DeSantis signed the law that strips Disney of the right to run its own district in Florida

Ron DeSantis Disney

It is already law. After months of debate in Tallahassee and in the media, Governor Ron DeSantis signed legislation this morning that strips the Disney company of the right to self-government in the district in which it has its amusement parks, in the center of Florida.

The signing was done at a public ceremony at the Ready Creek Fire Station in Lake Buenavista, very close to the Disney district.

“Allowing a corporation to have its own government is bad policy, especially when that corporation makes decisions that affect an entire region. This law ends Disney’s self-governing status, making Disney have to live by the same rules we all live by, making sure Disney pays its debts and taxes, as we all do,” DeSantis said.

For decades, Disney had had a special status in central Florida (one of the reasons the company decided to settle in the state), where they could make minor decisions internally. From now on, a committee will make those decisions, but the difference is that it is the governor who will choose those five people.

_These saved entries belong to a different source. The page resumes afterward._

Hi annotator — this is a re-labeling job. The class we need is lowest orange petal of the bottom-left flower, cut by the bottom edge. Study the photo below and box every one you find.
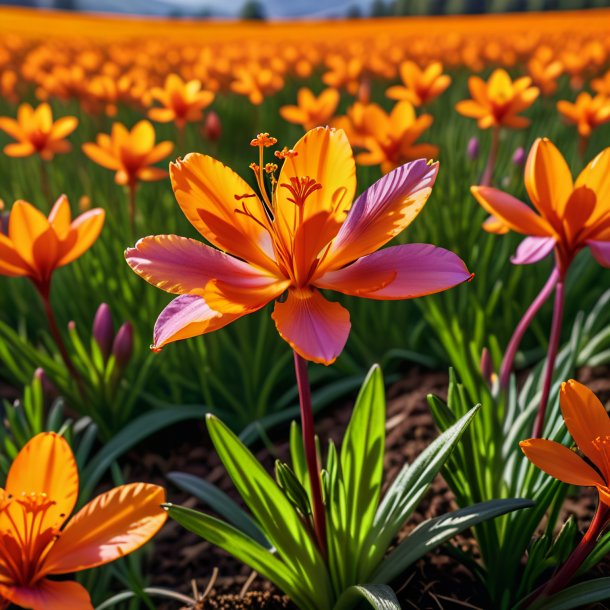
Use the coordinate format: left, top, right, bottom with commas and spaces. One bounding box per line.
0, 579, 93, 610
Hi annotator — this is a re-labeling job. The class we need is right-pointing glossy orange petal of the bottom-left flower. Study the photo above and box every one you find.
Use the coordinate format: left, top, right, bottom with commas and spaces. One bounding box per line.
42, 483, 167, 574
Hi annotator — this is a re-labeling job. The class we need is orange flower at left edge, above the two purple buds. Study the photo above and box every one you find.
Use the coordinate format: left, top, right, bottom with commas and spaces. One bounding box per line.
0, 195, 105, 291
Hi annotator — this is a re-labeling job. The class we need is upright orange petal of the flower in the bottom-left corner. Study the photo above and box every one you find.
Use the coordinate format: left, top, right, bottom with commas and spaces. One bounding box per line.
6, 432, 78, 527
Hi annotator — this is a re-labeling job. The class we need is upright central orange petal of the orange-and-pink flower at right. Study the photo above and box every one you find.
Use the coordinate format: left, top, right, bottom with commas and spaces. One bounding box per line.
525, 138, 574, 222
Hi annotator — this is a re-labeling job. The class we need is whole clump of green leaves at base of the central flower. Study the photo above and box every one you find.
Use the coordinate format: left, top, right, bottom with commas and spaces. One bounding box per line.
167, 367, 532, 610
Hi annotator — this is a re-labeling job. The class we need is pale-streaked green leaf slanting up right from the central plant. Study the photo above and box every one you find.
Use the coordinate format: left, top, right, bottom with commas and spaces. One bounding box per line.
359, 405, 480, 580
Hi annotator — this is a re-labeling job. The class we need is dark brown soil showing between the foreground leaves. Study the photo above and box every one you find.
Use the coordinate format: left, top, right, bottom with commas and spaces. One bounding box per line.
113, 369, 610, 610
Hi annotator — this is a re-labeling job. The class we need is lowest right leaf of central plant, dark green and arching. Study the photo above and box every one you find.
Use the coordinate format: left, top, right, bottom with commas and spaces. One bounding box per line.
373, 498, 534, 582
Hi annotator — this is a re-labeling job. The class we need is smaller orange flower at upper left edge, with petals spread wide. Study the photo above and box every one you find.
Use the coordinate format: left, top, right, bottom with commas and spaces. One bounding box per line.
0, 103, 78, 161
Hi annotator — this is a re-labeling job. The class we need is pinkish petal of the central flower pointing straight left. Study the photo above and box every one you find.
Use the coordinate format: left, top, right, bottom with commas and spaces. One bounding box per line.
125, 235, 276, 294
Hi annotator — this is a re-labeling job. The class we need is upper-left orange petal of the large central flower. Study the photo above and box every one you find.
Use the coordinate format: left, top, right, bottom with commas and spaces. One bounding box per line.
170, 153, 276, 269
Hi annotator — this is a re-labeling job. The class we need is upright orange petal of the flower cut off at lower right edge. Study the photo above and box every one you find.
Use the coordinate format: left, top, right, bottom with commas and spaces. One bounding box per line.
559, 379, 610, 481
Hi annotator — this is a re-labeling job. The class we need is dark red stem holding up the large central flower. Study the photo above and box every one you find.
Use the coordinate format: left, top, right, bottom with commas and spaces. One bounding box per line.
294, 352, 326, 556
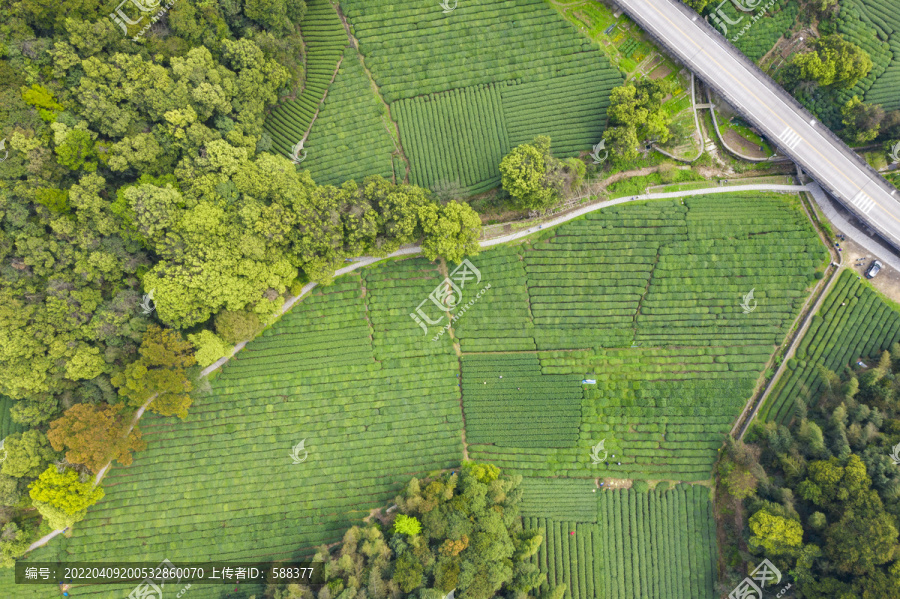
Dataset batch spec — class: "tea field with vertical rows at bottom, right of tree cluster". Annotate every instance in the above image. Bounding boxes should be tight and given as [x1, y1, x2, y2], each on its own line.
[524, 483, 717, 599]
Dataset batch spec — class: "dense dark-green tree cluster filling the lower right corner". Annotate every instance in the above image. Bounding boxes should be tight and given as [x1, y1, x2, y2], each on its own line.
[718, 344, 900, 599]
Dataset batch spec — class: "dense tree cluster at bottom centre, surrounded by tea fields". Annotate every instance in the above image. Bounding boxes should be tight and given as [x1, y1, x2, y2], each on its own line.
[267, 462, 565, 599]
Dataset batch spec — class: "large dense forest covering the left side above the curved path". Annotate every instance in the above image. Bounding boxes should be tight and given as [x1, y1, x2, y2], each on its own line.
[0, 0, 480, 557]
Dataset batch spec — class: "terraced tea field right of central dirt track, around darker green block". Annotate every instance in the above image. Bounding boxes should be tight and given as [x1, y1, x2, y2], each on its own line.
[455, 196, 825, 480]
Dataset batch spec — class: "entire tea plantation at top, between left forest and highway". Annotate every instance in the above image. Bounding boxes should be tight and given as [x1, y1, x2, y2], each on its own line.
[266, 0, 622, 195]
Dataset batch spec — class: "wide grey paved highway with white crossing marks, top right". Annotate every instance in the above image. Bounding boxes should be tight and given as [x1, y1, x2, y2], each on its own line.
[616, 0, 900, 249]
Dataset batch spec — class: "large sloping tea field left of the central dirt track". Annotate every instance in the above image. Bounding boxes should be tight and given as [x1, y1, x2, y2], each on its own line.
[8, 268, 462, 599]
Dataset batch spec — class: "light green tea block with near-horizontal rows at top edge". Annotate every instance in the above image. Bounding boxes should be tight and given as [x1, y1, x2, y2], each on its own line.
[341, 0, 603, 102]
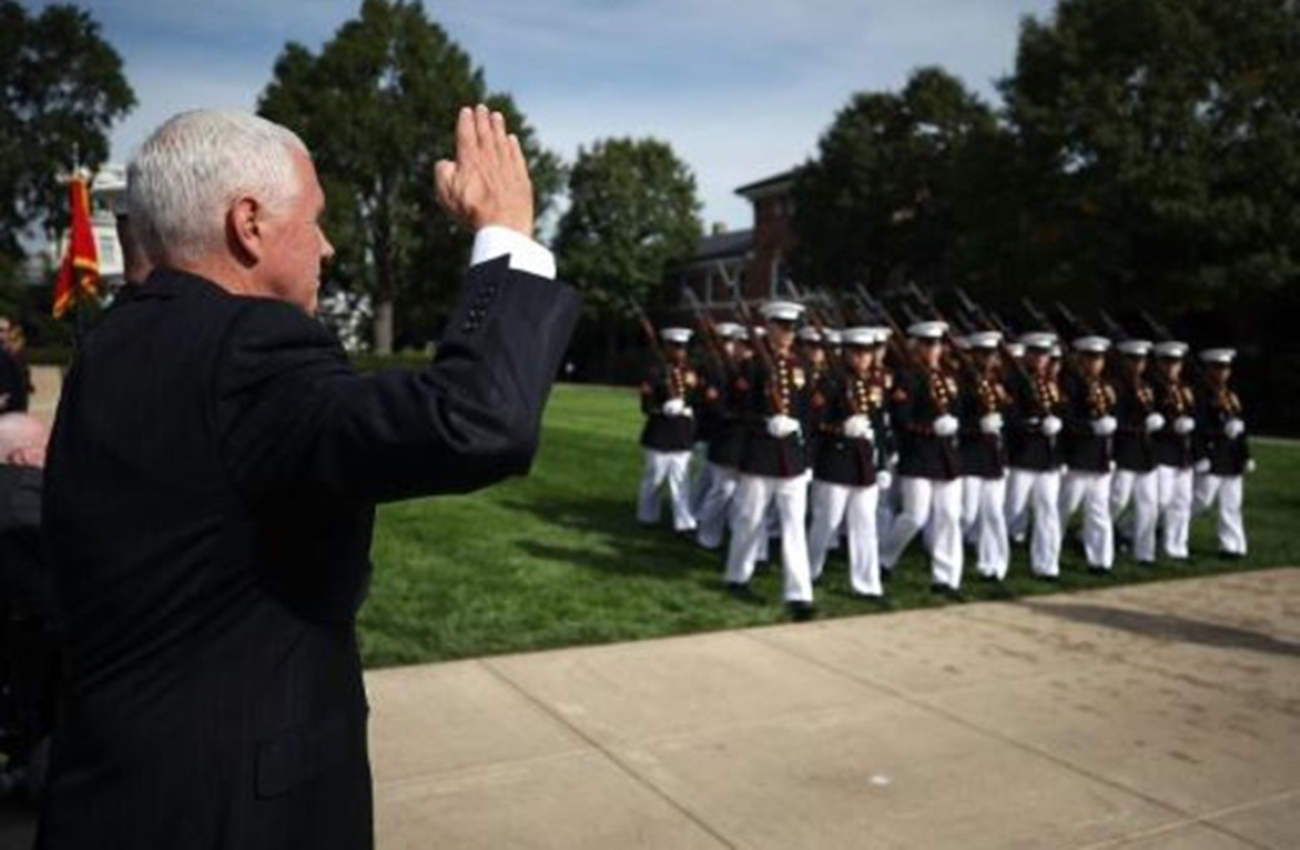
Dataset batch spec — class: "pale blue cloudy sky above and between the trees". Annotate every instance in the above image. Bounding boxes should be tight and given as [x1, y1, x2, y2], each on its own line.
[63, 0, 1054, 227]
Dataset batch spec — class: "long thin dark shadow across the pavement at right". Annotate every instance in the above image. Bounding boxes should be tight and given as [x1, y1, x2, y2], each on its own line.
[1022, 602, 1300, 658]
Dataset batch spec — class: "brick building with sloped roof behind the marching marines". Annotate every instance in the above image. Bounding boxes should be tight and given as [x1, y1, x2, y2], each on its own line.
[670, 169, 796, 311]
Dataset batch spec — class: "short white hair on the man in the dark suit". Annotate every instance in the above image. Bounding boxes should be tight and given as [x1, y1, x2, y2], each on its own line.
[126, 109, 308, 264]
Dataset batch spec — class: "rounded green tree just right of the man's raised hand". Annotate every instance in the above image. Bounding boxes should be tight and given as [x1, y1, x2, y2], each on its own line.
[555, 139, 702, 316]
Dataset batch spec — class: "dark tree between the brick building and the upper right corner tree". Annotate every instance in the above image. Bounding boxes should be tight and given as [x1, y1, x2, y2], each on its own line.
[792, 68, 1005, 300]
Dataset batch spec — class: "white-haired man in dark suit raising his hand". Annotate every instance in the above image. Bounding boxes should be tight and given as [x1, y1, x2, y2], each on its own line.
[38, 107, 579, 850]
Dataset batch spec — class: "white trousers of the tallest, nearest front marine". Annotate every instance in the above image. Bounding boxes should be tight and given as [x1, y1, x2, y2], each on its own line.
[727, 473, 813, 602]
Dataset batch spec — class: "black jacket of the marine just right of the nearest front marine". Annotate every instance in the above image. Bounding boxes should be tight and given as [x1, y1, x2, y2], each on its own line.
[813, 374, 884, 487]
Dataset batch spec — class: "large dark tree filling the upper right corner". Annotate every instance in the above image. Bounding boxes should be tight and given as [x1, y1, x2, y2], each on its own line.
[1002, 0, 1300, 311]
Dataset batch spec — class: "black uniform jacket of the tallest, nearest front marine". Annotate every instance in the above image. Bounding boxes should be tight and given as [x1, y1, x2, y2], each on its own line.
[740, 354, 813, 478]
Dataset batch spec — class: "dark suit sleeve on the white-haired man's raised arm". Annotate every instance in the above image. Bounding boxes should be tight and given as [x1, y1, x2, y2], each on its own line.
[213, 257, 580, 506]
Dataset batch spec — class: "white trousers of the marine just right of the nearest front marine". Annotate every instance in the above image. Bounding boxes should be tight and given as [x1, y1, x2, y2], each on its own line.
[809, 481, 884, 597]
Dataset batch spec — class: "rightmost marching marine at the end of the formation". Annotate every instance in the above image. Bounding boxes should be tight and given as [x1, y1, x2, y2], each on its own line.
[1192, 348, 1255, 560]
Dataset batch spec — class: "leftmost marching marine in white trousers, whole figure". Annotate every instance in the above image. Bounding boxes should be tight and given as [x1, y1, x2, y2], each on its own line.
[637, 328, 702, 533]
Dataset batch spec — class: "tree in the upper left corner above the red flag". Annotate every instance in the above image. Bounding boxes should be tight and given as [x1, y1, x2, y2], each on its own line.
[0, 0, 135, 262]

To ensure less interference from Disney in the committee, the law determines that no member of the committee could have been related to the company in the last three years.

The fight between DeSantis and Disney began with the Parental Rights law, popularly known as “Don’t Say Gay”, which prohibits sex education in the state for children under the age of eight unless the parents specifically request it. Initially, Disney did not speak out against the law, but after a couple of weeks in which several of its employees threatened to strike if the company did not oppose the legislation, Disney as a corporation came out to confront DeSantis.

When Disney criticized the law and the governor, DeSantis asked lawmakers to develop a new rule to change the rules of the game for the Disney district in the state. Since then there has been a highly publicized fight, which culminated in the signing of the law this morning.

Having a self-governing district allowed Disney to issue its own bonds, change zoning rules, and control its own fire department and infrastructure services, among other advantages. The law doesn’t necessarily change all of this, leaving your financial and debt skills intact. But the issue is that they will no longer be members of Disney making the decisions, but people targeted by DeSantis.

Disney had promised Florida a futuristic city in its district, with state-of-the-art public transportation, that never materialized. On the contrary, the last change happened in 1982 when they built the last of the theme parks.